Polish Prime Minister Mateusz Morawiecki visits the Ulma Family Museum of Poles Who Saved Jews during WWII, in Markowa, Poland, on Feb. 2, 2018. (AP Photo/Alik Keplicz, FILE)

When the Polish government pushed ahead with a controversial Holocaust speech law at the beginning of the year, the outcry was so swift and intense that even Polish lawmakers themselves appeared surprised. Besides Israel's strong rejection of the Polish legislation, U.S. condemnations hit Warsaw policymakers especially hard.

And yet, for months, there were few signs of backtracking, even as the issue emerged as a key obstacle to Poland's desire to bolster its security ties to the United States. But after an unexpected intervention by Poland's prime minister on Wednesday, the law that was never enforced is now being largely walked back.

After the country's right-wing governing party submitted a new draft, the lower house of parliament voted to remove criminal provisions Wednesday morning. This would stop courts from being able to use the law to impose prison terms of up to three years.

In caving in to international and domestic pressure, Poland's right-wing Law and Justice party is taking a political gamble. While the changes are meant to soothe tensions with strategically important allies such as the United States and the European Union, Law and Justice also appeared eager to limit the political fallout among the party's more extreme right-wing supporters.

At least rhetorically, the Polish government stood by its arguments that led to the law's passage earlier this year.

“Those who say that Poland may be responsible for the crimes of World War II deserve jail terms,” Prime Minister Mateusz Morawiecki said Wednesday. “But we operate in an international context, and we take that into account.”

The Polish government, Morawiecki emphasized, would continue its “fight for the truth” about the Holocaust regardless of possible changes to the legislation.

The bill’s international critics had long argued that it violates freedom of expression by essentially banning accusations that some Poles were complicit in Nazi crimes committed on Polish soil, including in the Auschwitz-Birkenau extermination camp, where more than 1.1 million people died. Germany operated six camps in Poland where Jews and others whom the Nazis considered enemies were killed.

Polish officials emphasized early on that artistic and historical research work would not be affected by the ban, but critics cautioned that the law provided courts with too much room for interpretation and may silence debates on the issue, even though some scholars agreed that the Polish government was right in emphasizing that crimes were committed by individuals rather than the Polish state and that the term “Polish death camps” was wrong.

Poland was invaded and occupied by Nazi Germany in 1939, but unlike in other European countries, there was no collaborationist Polish government. About 6 million Polish citizens were killed during World War II, about half of them Jews.

Throughout years of Nazi occupation between 1939 and 1945, a number of Polish underground movements resisted the Nazis.
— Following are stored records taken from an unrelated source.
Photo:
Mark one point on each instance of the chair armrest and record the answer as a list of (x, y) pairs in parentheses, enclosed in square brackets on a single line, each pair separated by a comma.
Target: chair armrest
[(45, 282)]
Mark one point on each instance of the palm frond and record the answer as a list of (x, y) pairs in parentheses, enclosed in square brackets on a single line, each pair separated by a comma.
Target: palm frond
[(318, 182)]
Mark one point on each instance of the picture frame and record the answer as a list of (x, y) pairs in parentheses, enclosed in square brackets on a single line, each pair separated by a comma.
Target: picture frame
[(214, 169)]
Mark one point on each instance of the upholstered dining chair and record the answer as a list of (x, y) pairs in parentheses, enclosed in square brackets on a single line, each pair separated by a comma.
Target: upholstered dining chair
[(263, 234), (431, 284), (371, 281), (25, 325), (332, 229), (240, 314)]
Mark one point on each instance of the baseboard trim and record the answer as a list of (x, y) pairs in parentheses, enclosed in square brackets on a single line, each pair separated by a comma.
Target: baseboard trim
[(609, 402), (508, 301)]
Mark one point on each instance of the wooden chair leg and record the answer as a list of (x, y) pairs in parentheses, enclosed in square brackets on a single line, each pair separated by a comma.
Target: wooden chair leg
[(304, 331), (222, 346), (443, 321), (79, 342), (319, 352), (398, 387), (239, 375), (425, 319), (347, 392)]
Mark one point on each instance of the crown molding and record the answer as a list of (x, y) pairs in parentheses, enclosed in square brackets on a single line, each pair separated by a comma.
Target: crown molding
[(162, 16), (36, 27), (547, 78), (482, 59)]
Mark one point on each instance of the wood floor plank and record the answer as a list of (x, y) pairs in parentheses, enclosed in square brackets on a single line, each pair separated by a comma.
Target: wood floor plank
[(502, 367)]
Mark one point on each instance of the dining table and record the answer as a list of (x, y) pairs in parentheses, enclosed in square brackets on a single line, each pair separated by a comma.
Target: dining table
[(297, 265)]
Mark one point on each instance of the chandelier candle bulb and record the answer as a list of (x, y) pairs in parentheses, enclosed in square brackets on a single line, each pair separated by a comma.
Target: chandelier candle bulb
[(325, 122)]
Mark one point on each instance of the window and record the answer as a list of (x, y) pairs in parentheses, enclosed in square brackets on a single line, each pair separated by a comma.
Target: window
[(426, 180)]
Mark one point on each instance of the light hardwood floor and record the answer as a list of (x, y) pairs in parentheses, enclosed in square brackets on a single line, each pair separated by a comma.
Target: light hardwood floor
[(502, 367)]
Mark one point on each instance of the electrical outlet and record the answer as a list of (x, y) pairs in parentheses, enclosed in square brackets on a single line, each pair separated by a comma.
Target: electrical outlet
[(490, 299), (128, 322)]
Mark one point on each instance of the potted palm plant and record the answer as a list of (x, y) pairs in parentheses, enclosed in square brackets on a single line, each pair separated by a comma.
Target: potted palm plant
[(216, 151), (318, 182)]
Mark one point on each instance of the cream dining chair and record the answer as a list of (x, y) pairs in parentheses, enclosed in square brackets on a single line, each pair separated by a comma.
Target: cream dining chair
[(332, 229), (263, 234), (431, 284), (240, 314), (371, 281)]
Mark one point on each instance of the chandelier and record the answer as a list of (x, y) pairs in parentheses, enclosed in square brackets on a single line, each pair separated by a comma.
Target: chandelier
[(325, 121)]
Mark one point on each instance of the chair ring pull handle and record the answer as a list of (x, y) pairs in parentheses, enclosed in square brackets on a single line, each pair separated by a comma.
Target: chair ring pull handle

It is that chapter of history that the Law and Justice Party wants to emphasize.

But historians have long argued that it is not the full story: Some Poles, they say, were complicit in the Nazi crimes. Historians have pointed to incidents, including a 1941 atrocity in the town of Jedwabne, in which Poles rounded up and killed their Jewish neighbors. Critics also said that the legislation was mainly intended to fuel nationalistic sentiments in the country.

In an early response to the law in February, the U.S. State Department similarly said that the phrase “Polish death camps” was “inaccurate, misleading, and hurtful.” But it also cautioned that the bill “could undermine free speech and academic discourse.”

In Israel, the reaction was even fiercer. “One cannot change history, and the Holocaust cannot be denied,” Israeli Prime Minister Benjamin Netanyahu said in a statement in February. Other Israeli officials even compared the legislation to Holocaust denial.

The strong reactions eventually resulted in less outspoken Polish defenses of the law itself, even as the government has stood by its reasoning to pass it.